James Tilly Matthews was a peace activist 200 years ago, during the Napoleonic Wars. He was confined to Bedlam asylum because he attributed the bloody conflict to a secret society using futuristic mind-control devices, which he illustrated in exquisite detail, rivaling the technical drawings of engineers.

The blueprints were published in an 1810 book, Illustrations of Madness, which was written by John Haslam, an apothecary at Bedlem who spent a decade observing and "treating" Matthews. As Mike Jay writes at the Public Domain Review, this account is cited as the first fully described case of what is now known as the "influencing machine"— a type of paranoid schizophrenia characterized by delusions that a covertly operated device is being used to control an individual's mind and body.

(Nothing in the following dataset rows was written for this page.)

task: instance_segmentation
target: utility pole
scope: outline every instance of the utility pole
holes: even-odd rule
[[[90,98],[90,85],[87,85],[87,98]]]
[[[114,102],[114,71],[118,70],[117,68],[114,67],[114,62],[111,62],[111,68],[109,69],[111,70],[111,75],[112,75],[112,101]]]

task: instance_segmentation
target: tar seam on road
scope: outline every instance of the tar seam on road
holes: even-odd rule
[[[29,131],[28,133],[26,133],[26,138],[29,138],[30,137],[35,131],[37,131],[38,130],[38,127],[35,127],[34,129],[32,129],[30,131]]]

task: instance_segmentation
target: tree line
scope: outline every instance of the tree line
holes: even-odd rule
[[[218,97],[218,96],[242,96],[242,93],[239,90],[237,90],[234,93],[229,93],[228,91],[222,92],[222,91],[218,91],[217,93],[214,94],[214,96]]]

Matthews named this device the "Air Loom," which he believed was brainwashing European leaders:

The Air Loom worked, as its name suggests, by weaving "airs", or gases, into a "warp of magnetic fluid" which was then directed at its victim. Matthews' explanation of its powers combined the cutting-edge technologies of pneumatic chemistry and the electric battery with the controversial science of animal magnetism, or mesmerism. The finer detail becomes increasingly strange. It was fuelled by combinations of "fetid effluvia", including "spermatic-animal-seminal rays", "putrid human breath", and "gaz from the anus of the horse", and its magnetic warp assailed Matthews' brain in a catalogue of forms known as "event-workings". These included "brain-saying" and "dream-working", by which thoughts were forced into his brain against his will, and a terrifying array of physical tortures from "knee nailing", "vital tearing" and "fibre ripping" to "apoplexy-working with the nutmeg grater" and the dreaded "lobster-cracking", where the air around his chest was constricted until he was unable to breathe.

To facilitate their control over him, the gang had implanted a magnet into his brain. He was tormented constantly by hallucinations, physical agonies, fits of laughter or being forced to parrot whatever words they chose to feed into his head. No wonder some people thought he was mad. The machine's operators were a gang of undercover Jacobin terrorists, who Matthews described with haunting precision.


Despite these delusions, Matthews' family believed he posed no threat to himself and others, and that the inhumane conditions of his confinement at Bedlam were only making him worse. Over the objections of Haslam, Matthews was released into the care of his family, following the diagnosis of two outside physicians.

Haslam published Illustrations of Madness to smear the reputations of those physicians and prove that he was justified in wanting to keep Matthews confined. But, his plan backfired. The quality of Matthews' technical drawings were so impressive that people became more convinced that his incarceration had been unjustified. Matthews even submitted architectural plans for a new Bedlam facility that earned him a cash award.


And Haslam? Five years later he was dismissed from his position after an investigation into the inhumane conditions at Bedlam. Matthews lived the remainder of his life as a gardener and bookkeeper at a more congenial private asylum.

A digitized version of Illustrations of Madness is available online at the Wellcome Library.